Understand brain maps and you can learn how to change a habit, change your life. Now that’s a bold, somewhat bizarre statement. Nonetheless, it holds the key to the power each of us can wield over the health of our brain and therefore the quality of our life. Here is a very basic explanation.
How Brain Maps Are Formed
1. The brain controls everything we think, feel, say and do. It does this through neural networks – basically, neurons (cells) talking to one another in the brain and to and from other neurons throughout the body through the central nervous system. Neurons in the brain are also called brain cells.
2. The way our brain cells connect to one another (in other words, form neural networks) is what determines what we think, feel, say and do. By the same token, the thoughts, behaviors we’ve adopted, our environment, genetics, outside influences and the like all influence this pattern of connection. In other words, it influences which neurons are firing; which neurons are receiving and which networks are being formed. If you’re not familiar with neural networks, this post gives you the overview, Here’s To Neural Networks and Neural Transmitters: Keys to Brain (and therefore physical and emotional) Health . As you’ll read in that article, neurotransmitters, neurons, receptors and synapses are keys to the brain’s communication system – its neural networks.

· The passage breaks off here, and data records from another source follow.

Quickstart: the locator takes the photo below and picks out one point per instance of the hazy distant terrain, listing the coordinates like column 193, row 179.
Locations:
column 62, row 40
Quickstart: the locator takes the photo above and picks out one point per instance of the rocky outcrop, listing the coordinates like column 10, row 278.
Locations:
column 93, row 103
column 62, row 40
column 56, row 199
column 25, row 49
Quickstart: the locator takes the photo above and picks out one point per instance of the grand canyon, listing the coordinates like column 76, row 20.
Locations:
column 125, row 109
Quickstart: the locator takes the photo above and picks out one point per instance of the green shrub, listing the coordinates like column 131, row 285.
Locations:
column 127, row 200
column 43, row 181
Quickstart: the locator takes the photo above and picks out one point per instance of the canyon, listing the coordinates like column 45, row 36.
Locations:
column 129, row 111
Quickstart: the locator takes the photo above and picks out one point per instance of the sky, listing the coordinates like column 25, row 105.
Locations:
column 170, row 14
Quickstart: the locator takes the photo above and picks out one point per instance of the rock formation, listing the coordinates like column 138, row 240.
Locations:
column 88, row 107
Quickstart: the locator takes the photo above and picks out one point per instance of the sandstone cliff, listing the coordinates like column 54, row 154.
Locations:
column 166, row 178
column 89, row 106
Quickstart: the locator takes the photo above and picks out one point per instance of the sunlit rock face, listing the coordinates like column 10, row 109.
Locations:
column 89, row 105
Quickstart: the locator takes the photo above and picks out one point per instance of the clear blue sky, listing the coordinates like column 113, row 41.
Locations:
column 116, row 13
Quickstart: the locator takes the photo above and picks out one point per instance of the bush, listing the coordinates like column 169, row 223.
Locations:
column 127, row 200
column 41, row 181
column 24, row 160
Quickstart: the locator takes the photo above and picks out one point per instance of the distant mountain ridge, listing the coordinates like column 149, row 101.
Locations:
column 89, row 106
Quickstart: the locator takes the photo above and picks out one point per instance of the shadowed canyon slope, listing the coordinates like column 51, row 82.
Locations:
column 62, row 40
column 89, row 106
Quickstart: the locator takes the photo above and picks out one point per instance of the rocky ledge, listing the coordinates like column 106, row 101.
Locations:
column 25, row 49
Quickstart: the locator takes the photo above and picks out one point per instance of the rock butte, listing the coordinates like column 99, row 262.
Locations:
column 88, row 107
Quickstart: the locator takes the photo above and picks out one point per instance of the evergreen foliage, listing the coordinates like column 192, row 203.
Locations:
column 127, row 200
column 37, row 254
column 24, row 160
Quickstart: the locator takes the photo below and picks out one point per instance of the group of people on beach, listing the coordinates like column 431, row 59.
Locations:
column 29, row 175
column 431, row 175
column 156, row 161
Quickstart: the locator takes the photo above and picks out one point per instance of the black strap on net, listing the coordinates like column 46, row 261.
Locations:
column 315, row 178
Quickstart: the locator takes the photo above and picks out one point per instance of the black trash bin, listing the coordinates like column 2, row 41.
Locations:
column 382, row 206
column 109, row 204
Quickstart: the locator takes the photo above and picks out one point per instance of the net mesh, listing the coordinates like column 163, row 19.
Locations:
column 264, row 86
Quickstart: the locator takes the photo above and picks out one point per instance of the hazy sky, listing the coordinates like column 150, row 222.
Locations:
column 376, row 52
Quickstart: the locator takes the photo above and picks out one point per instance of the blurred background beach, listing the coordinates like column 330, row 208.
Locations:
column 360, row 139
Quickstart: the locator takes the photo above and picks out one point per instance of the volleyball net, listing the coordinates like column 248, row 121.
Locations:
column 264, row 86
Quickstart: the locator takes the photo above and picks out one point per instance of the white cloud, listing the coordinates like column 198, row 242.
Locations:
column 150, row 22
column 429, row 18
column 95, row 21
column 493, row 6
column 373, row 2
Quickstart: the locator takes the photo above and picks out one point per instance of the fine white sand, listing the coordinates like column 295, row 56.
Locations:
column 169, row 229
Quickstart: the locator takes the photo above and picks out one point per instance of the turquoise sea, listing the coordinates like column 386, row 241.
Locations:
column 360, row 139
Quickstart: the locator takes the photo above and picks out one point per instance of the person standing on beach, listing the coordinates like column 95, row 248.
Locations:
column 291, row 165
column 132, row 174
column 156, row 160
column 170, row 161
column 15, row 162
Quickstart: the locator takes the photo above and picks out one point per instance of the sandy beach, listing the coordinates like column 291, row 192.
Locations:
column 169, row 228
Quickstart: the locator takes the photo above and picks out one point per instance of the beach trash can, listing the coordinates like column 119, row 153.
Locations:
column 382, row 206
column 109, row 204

3. To help the brain be more efficient, the neural networks that are being repeatedly activated (meaning used at the same time, such as those used for driving a car or typing on a computer or texting on a cell phone) or those we instinctually use (such as those used for breathing or heartbeat) become those that are strengthened (wrapped in a myelin sheath is the term) to form a brain map for an activity. In his book, The Brain That Changes Itself, Dr. Norman Doidge describes this concept by quoting an expression, “Neurons that fire together wire together” to form embedded brain maps for that which we think, feel, say and do.
Why Brain Maps Are So Important
The images below are of the left and right side of the brain, copied from HiddenTalents.org, ©2001 Stephen Holland. They shows the activities in various parts of the brain that are controlled by the neural networks in those parts of the brain.
Brain maps are what allow us to get through the day with efficiency. If we had to think through all the body parts that go into brushing our teeth, for example, this one activity would take quite some time to complete. With an embedded brain map, it takes on a “life of its own,” so to speak. It just happens. It becomes a habit.
By the same token, to switch hands and brush our teeth with our non-dominant hand would also take some time. We’d likely have to put the toothpaste in our bedroom in order to jar our thoughts to move away from the embedded brain map long enough to remind ourselves, “that’s right, I’m switching hands” – and thereby wiring a new brain map.
Thus, if a person’s brain is injured – by a traumatic brain injury or PTSD or substance abuse or addiction or chronic exposure to secondhand drinking, as examples, wherever the injury or change occurs will be the neural networks impacted. Meaning – a person’s behaviors governed by brain maps in that area of the brain will change.
How to Change a Brain Map
It is not easy to be sure. It will depend on how long the map has been in use, how many other maps it connects with, your conscious awareness of the map(s) and your untiring dedication to doing whatever it will take to change the map(s). [Think the toothbrush example given above.]
1. Understand how your brain map went together – see the above.
2. Appreciate the importance of cues. Cues are a sound, sight, touch, smell, memory – the “something” that triggers the start of the map in the very first place. It could be the time of day, a person, a place, a song, stress…. This post shares the process for changing automatic reactions to conflict, “Step Away From the Conflict – Change Where You Think,” and this post helps in a similar way, “Courage to Change the Things I Can.”
3. Do the key things you can do immediately to restore or bolster brain health – yes – the things I cite next are now scientifically understood to change the “infrastructure” of the brain. Neurotransmitters, for example, are made of amino acids, vitamins and minerals – thus eating a nutritiously healthy diet improves the health of one’s neurotransmitters. These things include: nutrition, aerobic exercise, sleep, and mindfulness. I highly recommend Dr. John J Ratey’s book, SPARK: The Revolutionary New Science of Exercise and the Brain.
4. Remember you’re changing an embedded brain map – rewiring your brain. This takes unfailing dedication and a commitment to try something else if what you’ve tried did not work. It also takes practicing the new behavior (habit) in order to embed the new brain map. To emphasize the power of this, I want to share the outcomes experienced by one young person I worked who was born prematurely and suffered a brain bleed and mild cerebral palsy as a result. We worked together and with her teachers and doctors to develop and wire in “work arounds” to train her brain to use other pathways in order to achieve desired outcomes, such as walking heal/toe, staying organized, developing effective study habits. It took a great deal of time (years) and effort, but it worked. Jill Bolte Taylor’s TED Talk, “Stroke of Insight” further demonstrates the power of the brain to re-wire, to heal, to change.